With regard to anticoagulation control, 466 INR determinations were performed before the implementation of the self-monitoring and self-management program and 1170 determinations during the self-monitoring and self-management period. There was a trend toward an increase of time in therapeutic range from 53.6 ± 21.3% to 57.1 ± 15.7% (p = 0.30) between both periods. However, total INR determinations in therapeutic range significantly increased after the implementation of the program (94.8 vs 97.5%; p = 0.01) and the proportion of patients with INR >5 significantly decreased (3.9 vs 2.0%; p = 0.04; Table 2).

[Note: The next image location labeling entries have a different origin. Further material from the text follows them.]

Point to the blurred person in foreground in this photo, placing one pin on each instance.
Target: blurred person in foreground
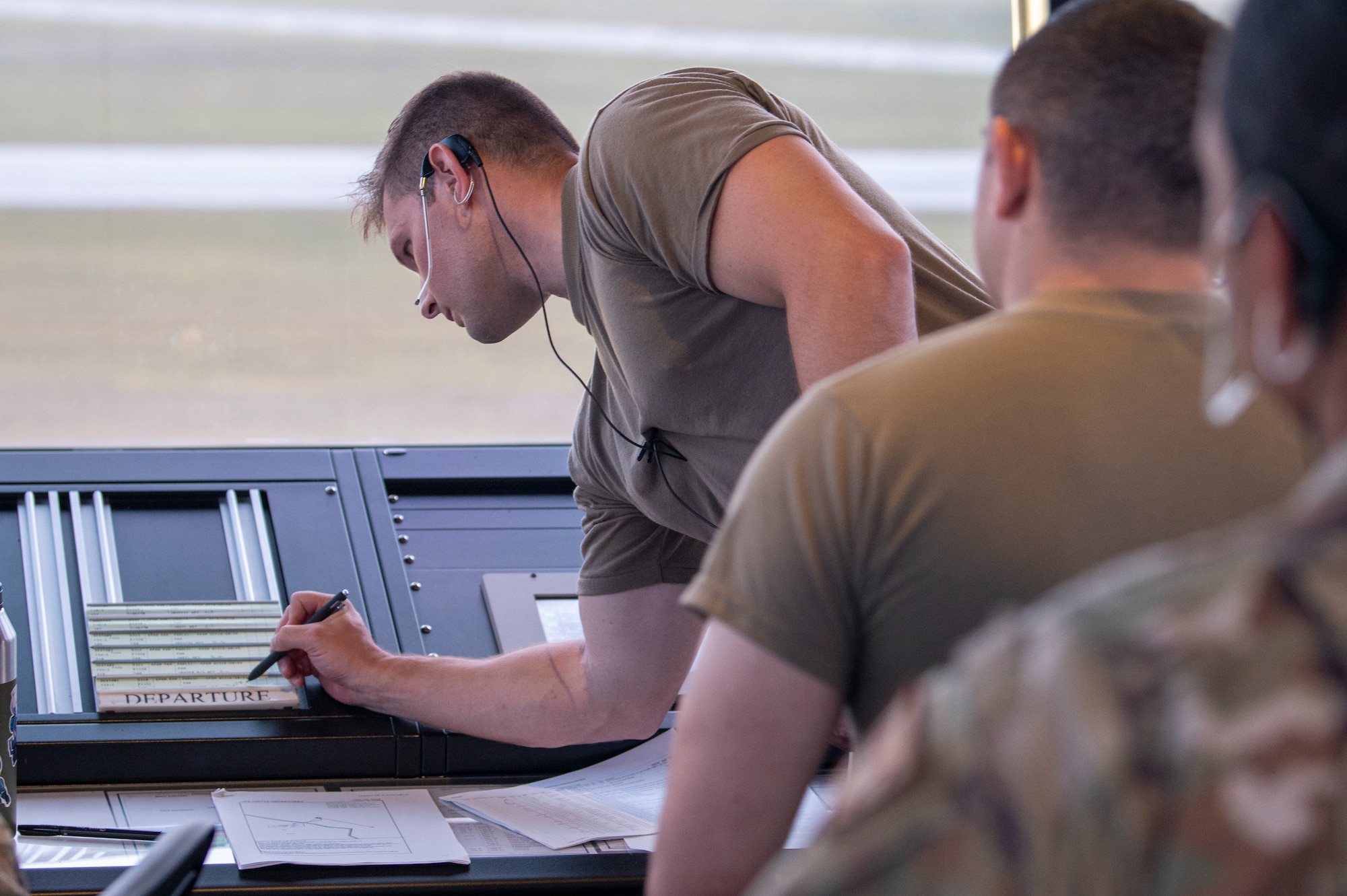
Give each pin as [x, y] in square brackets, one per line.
[724, 253]
[898, 505]
[1174, 722]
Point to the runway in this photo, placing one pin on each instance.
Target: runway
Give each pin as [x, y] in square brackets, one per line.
[321, 176]
[564, 36]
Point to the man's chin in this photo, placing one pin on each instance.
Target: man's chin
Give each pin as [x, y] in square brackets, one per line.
[487, 335]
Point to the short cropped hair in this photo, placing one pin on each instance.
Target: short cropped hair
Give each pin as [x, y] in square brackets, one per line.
[503, 118]
[1286, 110]
[1109, 90]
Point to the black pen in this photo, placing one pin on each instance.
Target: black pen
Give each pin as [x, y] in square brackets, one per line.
[324, 613]
[103, 833]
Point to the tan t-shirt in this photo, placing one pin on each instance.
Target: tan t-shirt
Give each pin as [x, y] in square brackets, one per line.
[900, 502]
[711, 372]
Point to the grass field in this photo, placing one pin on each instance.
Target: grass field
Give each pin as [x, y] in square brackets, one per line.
[195, 329]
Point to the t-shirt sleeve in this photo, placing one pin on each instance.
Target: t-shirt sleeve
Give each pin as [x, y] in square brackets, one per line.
[655, 160]
[624, 549]
[786, 564]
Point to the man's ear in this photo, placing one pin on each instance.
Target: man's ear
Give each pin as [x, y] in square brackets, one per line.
[451, 175]
[1280, 342]
[1014, 159]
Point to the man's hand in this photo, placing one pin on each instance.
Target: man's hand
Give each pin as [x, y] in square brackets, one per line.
[339, 650]
[618, 684]
[790, 233]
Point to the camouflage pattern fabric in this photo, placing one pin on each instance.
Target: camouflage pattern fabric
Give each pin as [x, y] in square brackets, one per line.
[1171, 724]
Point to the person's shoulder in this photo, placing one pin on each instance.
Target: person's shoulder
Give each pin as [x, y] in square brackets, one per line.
[669, 104]
[931, 368]
[1127, 603]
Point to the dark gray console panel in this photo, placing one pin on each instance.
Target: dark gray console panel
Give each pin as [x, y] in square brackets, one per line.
[409, 532]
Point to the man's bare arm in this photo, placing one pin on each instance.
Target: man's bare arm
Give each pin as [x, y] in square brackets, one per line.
[789, 232]
[751, 735]
[616, 684]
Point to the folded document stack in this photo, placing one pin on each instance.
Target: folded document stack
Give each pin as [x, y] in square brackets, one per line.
[184, 657]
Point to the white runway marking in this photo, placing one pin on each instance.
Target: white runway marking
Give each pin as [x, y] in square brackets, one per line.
[705, 46]
[321, 176]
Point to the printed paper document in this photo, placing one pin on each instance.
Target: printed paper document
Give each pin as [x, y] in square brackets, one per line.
[620, 797]
[370, 828]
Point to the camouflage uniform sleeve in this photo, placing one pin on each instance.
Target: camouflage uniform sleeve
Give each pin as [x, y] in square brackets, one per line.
[1181, 734]
[981, 798]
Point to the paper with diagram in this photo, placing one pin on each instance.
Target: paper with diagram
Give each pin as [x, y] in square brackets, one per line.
[367, 828]
[620, 797]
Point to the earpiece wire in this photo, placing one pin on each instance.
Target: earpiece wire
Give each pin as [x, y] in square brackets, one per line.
[548, 326]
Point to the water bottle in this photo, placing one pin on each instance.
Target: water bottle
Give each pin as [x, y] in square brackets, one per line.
[9, 697]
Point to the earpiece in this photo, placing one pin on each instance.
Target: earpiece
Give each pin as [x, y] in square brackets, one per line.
[655, 447]
[463, 149]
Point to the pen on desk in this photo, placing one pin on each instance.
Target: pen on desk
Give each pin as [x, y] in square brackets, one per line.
[324, 613]
[103, 833]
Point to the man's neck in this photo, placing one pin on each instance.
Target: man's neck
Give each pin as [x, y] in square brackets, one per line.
[1105, 265]
[531, 202]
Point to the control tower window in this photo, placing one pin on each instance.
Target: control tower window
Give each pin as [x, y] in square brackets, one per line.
[180, 263]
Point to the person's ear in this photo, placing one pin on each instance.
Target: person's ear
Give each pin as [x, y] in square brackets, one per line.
[1282, 345]
[1012, 156]
[453, 179]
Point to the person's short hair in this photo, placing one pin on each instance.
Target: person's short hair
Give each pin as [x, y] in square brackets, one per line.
[1109, 90]
[1286, 109]
[503, 118]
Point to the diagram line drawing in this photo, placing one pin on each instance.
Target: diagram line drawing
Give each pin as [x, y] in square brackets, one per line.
[317, 821]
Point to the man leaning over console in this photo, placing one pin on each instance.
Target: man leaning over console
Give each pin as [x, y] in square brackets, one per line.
[900, 502]
[723, 253]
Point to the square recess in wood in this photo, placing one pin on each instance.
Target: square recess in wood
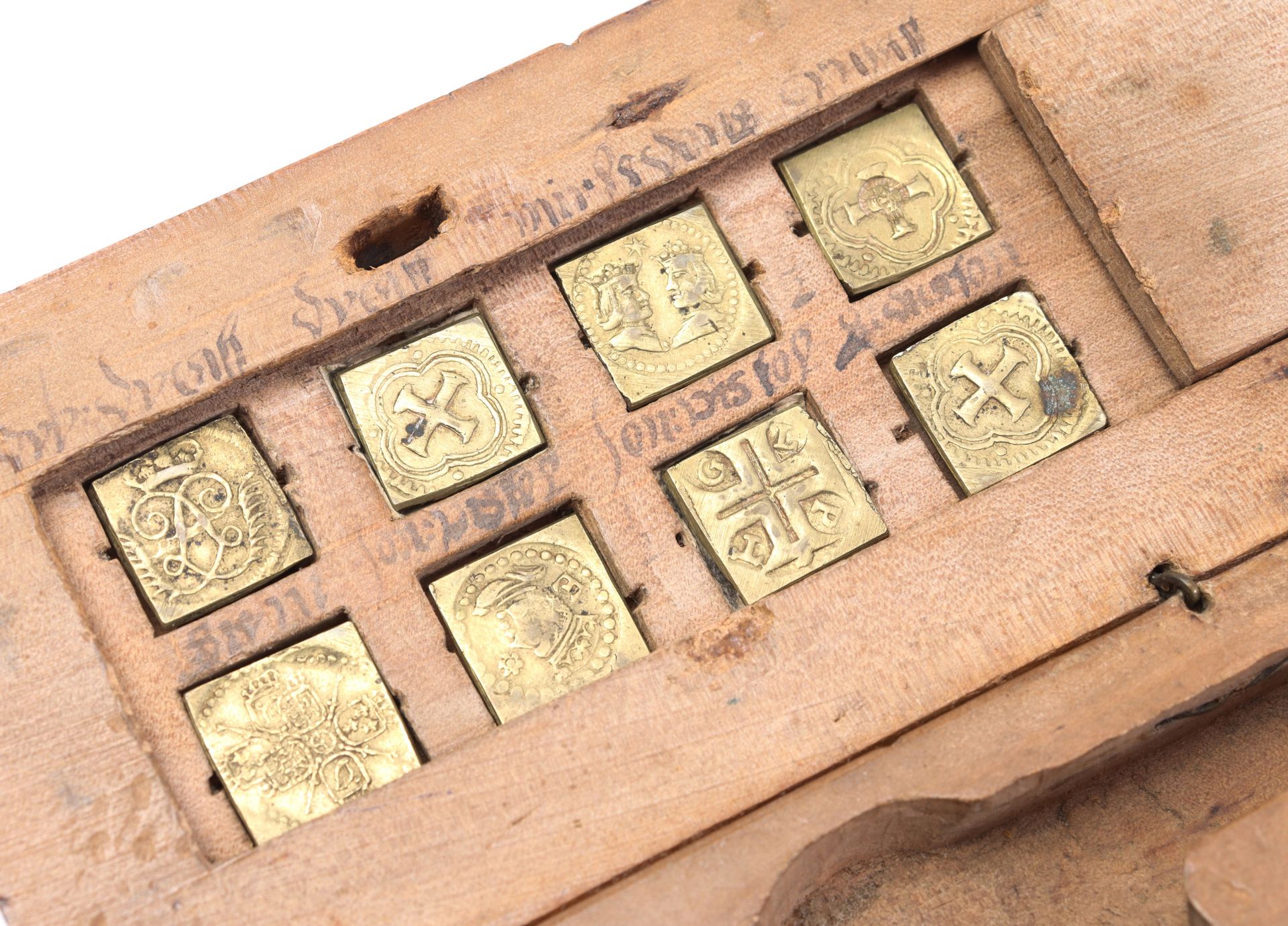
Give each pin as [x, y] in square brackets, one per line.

| Before self-monitoring and self-management program (n = 44) | Self-monitoring and self-management program (n = 44) | p-value | |
|---|---|---|---|
| Total INR determinations | 466 | 1,170 | – |
| INR in therapeutic range, n (%) | 442 (94.8) | 1,141 (97.5) | 0.01 |
| TTR, % (95% CI) | 53.6 ± 21.3(47.2–60.1) | 57.1 ± 15.7 (52.3–61.9) | 0.29 |
| INR <1.5, n (%) | 6 (1.3) | 6 (0.5) | 0.18 |
| INR >5, n (%) | 18 (3.9) | 23 (2.0) | 0.04 |
INR: International normalized ratio; TTR: Time in therapeutic range.
Outcomes during the follow-up were reported in Table 3. Overall, thromboembolic and bleeding complications were low during both 6-month periods. Whereas, no significant differences were observed in thromboembolic or bleeding complications between both periods, there was a trend to a decrease in the proportion of visits to the emergency department after the implementation of the self-monitoring and self-management program (29.5 vs 22.7%; p = 0.41).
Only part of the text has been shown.